Judicial cooperation in criminal matters. European arrest warrant. Surrender procedures between Member States. Conditions for execution. Protection of fundamental rights. Right to a fair trial. Independence of the judiciary.
Art. 6 ECHR
Art. 47 EUCFR
2002/584/JHA: Council Framework Decision of 13 June 2002 on the European arrest warrant and the surrender procedures between Member States
1. Both the principle of mutual trust between the Member States and the principle of mutual recognition, on which the obligation to execute the European arrest warrant is based, may be subject to limitations arising from exceptional circumstances. In particular, the refusal by the executing judicial authority to complete the procedure must be considered legitimate where the surrender may result in a violation of the fundamental rights of the interested person.
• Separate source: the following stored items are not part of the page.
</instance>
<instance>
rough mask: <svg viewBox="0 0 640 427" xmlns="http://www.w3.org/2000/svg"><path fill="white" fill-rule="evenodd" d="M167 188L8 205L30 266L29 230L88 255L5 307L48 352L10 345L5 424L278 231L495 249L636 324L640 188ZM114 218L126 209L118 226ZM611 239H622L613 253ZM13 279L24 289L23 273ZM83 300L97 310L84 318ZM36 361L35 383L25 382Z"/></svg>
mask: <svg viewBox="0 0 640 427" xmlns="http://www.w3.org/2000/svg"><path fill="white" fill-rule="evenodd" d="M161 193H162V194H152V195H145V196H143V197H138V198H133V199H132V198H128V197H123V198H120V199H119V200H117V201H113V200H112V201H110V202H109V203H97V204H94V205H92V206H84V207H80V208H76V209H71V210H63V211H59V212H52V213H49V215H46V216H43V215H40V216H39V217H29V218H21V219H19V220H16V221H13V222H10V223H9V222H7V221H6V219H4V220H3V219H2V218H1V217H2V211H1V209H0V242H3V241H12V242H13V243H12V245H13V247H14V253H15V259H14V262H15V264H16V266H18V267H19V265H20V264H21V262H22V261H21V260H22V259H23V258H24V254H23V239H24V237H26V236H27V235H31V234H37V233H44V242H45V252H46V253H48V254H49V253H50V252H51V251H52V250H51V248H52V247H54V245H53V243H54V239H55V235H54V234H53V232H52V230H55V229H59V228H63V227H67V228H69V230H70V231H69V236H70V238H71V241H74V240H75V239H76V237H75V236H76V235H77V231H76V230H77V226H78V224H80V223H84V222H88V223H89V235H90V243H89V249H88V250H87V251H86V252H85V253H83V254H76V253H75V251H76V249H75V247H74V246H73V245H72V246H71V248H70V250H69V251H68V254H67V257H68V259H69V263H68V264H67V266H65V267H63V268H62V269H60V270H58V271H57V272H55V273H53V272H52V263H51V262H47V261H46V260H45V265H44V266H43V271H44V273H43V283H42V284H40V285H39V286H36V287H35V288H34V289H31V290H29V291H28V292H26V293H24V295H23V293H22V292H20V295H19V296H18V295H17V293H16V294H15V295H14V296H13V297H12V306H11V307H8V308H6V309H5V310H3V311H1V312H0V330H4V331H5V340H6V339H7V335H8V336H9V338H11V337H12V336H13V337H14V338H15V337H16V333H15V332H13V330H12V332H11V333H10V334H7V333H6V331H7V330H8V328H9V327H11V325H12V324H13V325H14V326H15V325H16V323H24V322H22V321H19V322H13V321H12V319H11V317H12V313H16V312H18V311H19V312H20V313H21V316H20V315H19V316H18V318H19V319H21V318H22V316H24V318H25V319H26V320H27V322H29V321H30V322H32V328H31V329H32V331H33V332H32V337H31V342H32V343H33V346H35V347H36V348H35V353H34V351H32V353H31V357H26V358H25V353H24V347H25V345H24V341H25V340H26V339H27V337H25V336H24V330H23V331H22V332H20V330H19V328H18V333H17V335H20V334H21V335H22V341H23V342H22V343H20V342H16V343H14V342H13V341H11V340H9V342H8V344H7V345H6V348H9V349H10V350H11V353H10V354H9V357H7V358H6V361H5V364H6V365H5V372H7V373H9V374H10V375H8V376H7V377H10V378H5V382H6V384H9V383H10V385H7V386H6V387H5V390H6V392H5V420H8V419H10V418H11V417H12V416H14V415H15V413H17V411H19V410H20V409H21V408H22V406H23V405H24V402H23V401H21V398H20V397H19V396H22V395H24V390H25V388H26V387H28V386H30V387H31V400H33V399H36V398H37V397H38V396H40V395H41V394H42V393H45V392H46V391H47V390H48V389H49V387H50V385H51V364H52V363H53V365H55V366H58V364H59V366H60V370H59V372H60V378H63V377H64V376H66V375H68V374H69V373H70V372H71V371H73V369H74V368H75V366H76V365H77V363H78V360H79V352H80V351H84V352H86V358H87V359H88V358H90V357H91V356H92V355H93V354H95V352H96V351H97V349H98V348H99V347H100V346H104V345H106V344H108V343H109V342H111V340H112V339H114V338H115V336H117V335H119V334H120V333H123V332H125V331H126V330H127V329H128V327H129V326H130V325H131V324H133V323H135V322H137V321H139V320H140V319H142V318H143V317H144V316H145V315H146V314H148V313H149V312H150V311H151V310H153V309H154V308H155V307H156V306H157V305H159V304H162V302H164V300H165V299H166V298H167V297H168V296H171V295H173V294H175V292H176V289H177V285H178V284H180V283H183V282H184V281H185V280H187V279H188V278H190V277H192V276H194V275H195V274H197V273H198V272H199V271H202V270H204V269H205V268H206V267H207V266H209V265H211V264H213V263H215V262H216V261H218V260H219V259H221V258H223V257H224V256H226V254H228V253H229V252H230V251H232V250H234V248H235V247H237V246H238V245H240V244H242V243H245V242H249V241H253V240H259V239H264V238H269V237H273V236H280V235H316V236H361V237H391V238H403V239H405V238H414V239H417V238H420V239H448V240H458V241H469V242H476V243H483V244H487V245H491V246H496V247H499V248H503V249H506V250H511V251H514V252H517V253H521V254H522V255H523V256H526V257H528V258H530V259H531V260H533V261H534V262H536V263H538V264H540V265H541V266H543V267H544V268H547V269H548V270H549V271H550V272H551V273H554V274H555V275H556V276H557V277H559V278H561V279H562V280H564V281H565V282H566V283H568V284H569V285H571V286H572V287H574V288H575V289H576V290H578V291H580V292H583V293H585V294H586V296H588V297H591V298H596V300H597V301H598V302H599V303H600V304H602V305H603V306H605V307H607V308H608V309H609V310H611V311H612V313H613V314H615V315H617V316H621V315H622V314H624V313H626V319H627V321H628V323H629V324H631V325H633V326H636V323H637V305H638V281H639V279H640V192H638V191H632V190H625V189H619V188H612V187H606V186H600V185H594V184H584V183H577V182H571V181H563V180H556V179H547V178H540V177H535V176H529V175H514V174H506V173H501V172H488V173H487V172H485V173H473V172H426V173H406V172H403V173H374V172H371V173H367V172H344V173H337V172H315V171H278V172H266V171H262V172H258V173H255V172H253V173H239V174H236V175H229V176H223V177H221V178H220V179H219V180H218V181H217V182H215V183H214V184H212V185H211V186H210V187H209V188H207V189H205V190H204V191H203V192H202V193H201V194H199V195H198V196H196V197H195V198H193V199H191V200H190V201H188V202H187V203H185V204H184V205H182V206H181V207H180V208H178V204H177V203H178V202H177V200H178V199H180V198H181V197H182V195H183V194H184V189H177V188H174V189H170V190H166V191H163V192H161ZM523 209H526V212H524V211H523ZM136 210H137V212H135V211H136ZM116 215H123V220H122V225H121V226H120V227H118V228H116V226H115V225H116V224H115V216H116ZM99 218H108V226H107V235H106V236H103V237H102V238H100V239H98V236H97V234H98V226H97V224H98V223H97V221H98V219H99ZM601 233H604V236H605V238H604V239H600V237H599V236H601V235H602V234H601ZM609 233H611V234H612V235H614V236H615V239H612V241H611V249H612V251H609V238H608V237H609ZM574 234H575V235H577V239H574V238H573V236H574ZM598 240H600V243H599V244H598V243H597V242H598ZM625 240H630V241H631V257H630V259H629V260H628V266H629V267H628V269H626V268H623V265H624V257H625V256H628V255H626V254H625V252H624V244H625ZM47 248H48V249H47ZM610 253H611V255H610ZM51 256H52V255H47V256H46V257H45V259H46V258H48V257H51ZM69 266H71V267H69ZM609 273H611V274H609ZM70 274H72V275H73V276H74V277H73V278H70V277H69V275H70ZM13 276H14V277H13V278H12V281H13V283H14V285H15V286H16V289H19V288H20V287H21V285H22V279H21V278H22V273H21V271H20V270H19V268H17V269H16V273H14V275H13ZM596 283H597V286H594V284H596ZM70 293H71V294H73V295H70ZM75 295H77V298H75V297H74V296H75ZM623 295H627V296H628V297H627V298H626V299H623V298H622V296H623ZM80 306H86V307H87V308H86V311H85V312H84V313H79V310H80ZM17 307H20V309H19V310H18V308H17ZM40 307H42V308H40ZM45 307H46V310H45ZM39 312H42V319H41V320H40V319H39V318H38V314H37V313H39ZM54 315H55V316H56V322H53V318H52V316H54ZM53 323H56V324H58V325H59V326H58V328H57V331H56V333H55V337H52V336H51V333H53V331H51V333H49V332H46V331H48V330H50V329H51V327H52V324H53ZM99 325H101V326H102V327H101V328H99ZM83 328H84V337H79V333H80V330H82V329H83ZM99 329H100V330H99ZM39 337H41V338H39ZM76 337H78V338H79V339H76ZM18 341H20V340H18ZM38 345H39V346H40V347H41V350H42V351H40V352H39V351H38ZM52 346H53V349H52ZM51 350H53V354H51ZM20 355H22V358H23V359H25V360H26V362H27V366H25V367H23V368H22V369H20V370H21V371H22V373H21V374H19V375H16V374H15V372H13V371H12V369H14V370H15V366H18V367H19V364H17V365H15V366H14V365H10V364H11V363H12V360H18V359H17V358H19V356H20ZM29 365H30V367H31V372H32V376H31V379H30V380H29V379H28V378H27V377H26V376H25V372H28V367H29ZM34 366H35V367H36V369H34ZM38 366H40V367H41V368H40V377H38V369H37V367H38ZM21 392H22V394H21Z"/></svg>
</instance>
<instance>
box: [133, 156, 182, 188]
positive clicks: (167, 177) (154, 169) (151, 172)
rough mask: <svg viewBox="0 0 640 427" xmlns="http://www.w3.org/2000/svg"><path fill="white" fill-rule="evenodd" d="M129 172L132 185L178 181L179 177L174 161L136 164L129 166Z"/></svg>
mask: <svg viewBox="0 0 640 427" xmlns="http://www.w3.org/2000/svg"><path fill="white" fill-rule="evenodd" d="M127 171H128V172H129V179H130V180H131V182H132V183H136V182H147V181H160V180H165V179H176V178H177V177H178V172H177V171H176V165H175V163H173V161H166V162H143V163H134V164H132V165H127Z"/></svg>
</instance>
2. Article 1(3) of Council Framework Decision 2002/584/JHA of 13 June 2002 on the European arrest warrant and the surrender procedures between Member States must be interpreted as meaning that, where the executing judicial authority – called upon to decide whether a person in respect of whom a European arrest warrant has been issued for the purposes of conducting a criminal prosecution is to be surrendered, has material indicating that there is a real risk of breach of the fundamental right to a fair trial guaranteed by the second paragraph of Article 47 of the Charter of Fundamental Rights of the European Union, on account of systemic or generalised deficiencies so far as concerns the independence of the issuing Member State’s judiciary – that authority must determine, specifically and precisely, whether, having regard to his personal situation, as well as to the nature of the offence for which he is being prosecuted and the factual context that form the basis of the European arrest warrant, there are substantial grounds for believing that that person will run such a risk if he is surrendered to that State.
The Luxembourg Court gave a preliminary ruling on the request submitted by the Irish High Court, which was called upon to evaluate the execution of the arrest warrant issued by the Polish judicial authorities.